Department of Psychology, Vanderbilt University, Nashville, TN, USA.
Vanderbilt Vision Research Center, Vanderbilt University, Nashville, TN, USA.
J Vis. 2024 Jun 3;24(6):1. doi: 10.1167/jov.24.6.1.
Computational models of the primary visual cortex (V1) have suggested that V1 neurons behave like Gabor filters followed by simple nonlinearities. However, recent work employing convolutional neural network (CNN) models has suggested that V1 relies on far more nonlinear computations than previously thought. Specifically, unit responses in an intermediate layer of VGG-19 were found to best predict macaque V1 responses to thousands of natural and synthetic images. Here, we evaluated the hypothesis that the poor performance of lower layer units in VGG-19 might be attributable to their small receptive field size rather than to their lack of complexity per se. We compared VGG-19 with AlexNet, which has much larger receptive fields in its lower layers. Whereas the best-performing layer of VGG-19 occurred after seven nonlinear steps, the first convolutional layer of AlexNet best predicted V1 responses. Although the predictive accuracy of VGG-19 was somewhat better than that of standard AlexNet, we found that a modified version of AlexNet could match the performance of VGG-19 after only a few nonlinear computations.
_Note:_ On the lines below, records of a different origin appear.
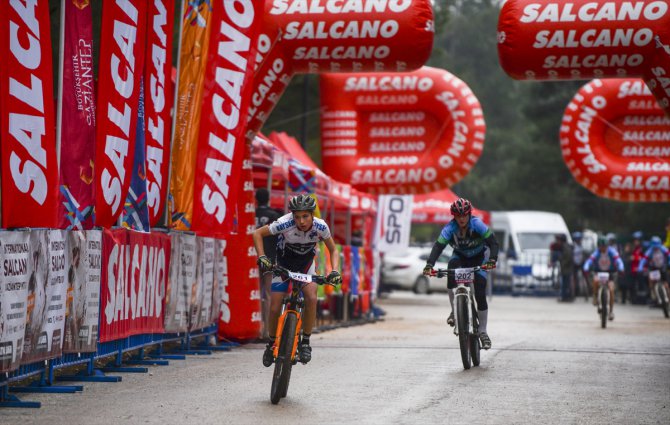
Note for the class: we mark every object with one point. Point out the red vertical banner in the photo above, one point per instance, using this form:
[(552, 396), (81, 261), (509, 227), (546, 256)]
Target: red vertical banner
[(221, 143), (27, 136), (157, 103), (135, 267), (122, 48), (76, 116)]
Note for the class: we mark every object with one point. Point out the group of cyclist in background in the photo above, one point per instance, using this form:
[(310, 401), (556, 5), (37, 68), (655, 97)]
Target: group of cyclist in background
[(630, 265)]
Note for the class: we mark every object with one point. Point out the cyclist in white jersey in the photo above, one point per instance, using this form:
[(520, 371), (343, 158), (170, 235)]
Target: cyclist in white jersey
[(298, 233)]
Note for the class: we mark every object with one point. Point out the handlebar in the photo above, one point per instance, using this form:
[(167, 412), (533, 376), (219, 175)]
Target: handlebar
[(445, 272), (278, 270)]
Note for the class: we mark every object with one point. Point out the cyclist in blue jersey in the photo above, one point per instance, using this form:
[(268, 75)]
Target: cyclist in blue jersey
[(470, 238), (657, 257), (298, 233), (604, 259)]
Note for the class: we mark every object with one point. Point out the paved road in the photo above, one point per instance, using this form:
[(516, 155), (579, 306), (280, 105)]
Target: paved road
[(550, 363)]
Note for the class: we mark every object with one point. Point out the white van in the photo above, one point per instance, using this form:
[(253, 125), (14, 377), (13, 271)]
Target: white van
[(524, 260)]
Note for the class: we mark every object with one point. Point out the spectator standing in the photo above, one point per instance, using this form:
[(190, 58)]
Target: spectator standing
[(264, 216)]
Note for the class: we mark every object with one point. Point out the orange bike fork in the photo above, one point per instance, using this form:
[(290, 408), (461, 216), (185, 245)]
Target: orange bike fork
[(280, 329)]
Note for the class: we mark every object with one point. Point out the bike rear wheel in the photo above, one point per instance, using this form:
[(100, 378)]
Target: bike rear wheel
[(463, 334), (283, 364), (604, 306), (475, 346), (663, 296)]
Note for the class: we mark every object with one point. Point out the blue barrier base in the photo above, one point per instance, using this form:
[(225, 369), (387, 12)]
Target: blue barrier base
[(10, 400), (168, 356), (96, 376), (155, 362), (40, 388), (125, 369)]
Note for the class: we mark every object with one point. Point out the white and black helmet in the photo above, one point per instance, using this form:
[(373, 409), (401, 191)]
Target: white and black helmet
[(302, 203)]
Control analyses revealed that decreasing the size of the input images caused the best-performing layer of VGG-19 to shift to a lower layer, consistent with the hypothesis that the relationship between image size and receptive field size can strongly affect model performance. We conducted additional analyses using a Gabor pyramid model to test for nonlinear contributions of normalization and contrast saturation. Overall, our findings suggest that the feedforward responses of V1 neurons can be well explained by assuming only a few nonlinear processing stages.
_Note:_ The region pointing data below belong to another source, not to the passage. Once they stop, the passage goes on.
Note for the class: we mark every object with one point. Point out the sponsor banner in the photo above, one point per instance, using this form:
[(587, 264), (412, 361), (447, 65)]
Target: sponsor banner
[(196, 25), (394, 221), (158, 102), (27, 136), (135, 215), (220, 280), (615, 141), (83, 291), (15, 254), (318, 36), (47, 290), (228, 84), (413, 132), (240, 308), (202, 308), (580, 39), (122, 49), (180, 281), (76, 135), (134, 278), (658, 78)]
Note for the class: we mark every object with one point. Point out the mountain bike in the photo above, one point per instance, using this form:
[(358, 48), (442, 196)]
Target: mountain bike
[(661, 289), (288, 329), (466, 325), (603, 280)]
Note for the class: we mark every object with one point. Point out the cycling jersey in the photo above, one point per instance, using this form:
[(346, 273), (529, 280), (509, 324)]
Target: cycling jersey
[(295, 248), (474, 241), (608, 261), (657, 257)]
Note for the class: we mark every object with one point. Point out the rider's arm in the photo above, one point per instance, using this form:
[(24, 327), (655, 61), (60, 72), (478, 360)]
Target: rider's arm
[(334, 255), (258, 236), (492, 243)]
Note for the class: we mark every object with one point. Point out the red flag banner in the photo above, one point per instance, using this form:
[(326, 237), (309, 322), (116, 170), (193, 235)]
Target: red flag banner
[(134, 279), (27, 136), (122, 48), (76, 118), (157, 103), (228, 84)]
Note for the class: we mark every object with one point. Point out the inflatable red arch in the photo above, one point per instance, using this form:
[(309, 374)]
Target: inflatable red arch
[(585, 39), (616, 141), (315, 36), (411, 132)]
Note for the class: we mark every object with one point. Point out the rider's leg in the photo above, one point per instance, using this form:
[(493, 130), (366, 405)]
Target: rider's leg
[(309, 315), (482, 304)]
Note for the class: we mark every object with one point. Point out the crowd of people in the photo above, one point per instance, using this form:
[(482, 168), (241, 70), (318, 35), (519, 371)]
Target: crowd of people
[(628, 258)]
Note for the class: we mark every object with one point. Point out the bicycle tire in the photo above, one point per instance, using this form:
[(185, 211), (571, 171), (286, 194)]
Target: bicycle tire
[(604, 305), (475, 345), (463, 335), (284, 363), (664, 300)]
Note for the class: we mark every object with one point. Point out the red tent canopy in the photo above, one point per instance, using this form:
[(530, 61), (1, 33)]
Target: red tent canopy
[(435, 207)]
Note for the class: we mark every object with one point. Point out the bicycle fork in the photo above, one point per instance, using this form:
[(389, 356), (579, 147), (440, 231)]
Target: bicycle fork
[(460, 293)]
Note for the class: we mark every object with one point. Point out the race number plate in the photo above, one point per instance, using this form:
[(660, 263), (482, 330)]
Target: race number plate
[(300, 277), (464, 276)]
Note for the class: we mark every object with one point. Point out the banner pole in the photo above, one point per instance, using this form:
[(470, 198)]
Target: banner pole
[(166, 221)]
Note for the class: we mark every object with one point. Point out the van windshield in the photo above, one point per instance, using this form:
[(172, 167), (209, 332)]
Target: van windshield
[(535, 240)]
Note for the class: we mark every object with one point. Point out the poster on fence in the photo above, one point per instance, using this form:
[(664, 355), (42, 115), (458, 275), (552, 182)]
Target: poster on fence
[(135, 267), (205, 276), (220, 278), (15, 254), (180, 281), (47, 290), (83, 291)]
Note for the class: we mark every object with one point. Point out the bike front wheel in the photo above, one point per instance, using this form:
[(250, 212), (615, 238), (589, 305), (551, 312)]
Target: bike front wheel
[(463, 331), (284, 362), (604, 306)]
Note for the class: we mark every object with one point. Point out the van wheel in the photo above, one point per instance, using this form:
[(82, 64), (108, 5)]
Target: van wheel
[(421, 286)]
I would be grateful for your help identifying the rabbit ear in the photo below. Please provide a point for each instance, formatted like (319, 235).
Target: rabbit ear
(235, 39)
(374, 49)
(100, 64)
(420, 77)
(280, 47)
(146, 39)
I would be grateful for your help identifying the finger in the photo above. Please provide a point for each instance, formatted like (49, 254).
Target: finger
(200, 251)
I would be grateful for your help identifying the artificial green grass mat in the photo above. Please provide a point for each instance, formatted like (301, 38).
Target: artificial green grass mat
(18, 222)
初级视觉皮层(V1)的计算模型表明,V1 神经元的行为类似于加伯滤波器,其后是简单的非线性。然而,最近采用卷积神经网络(CNN)模型的研究表明,V1 依赖的非线性计算比之前认为的要多得多。具体来说,在 VGG-19 的中间层中发现,单元响应最能预测猕猴 V1 对数千张自然和合成图像的反应。在这里,我们评估了这样一种假设,即 VGG-19 中较低层单元的性能较差可能归因于它们的小感受野大小,而不是它们本身缺乏复杂性。我们比较了 VGG-19 和 AlexNet,AlexNet 在其较低层具有更大的感受野。尽管 VGG-19 表现最好的层发生在七个非线性步骤之后,但 AlexNet 的第一个卷积层最能预测 V1 反应。虽然 VGG-19 的预测准确性略好于标准 AlexNet,但我们发现,AlexNet 的一个修改版本仅经过几个非线性计算就能匹配 VGG-19 的性能。控制分析表明,减小输入图像的大小会导致 VGG-19 表现最佳的层转移到较低的层,这与图像大小和感受野大小之间的关系会强烈影响模型性能的假设一致。我们使用加伯金字塔模型进行了额外的分析,以测试归一化和对比度饱和的非线性贡献。总体而言,我们的研究结果表明,仅假设几个非线性处理阶段就可以很好地解释 V1 神经元的前馈响应。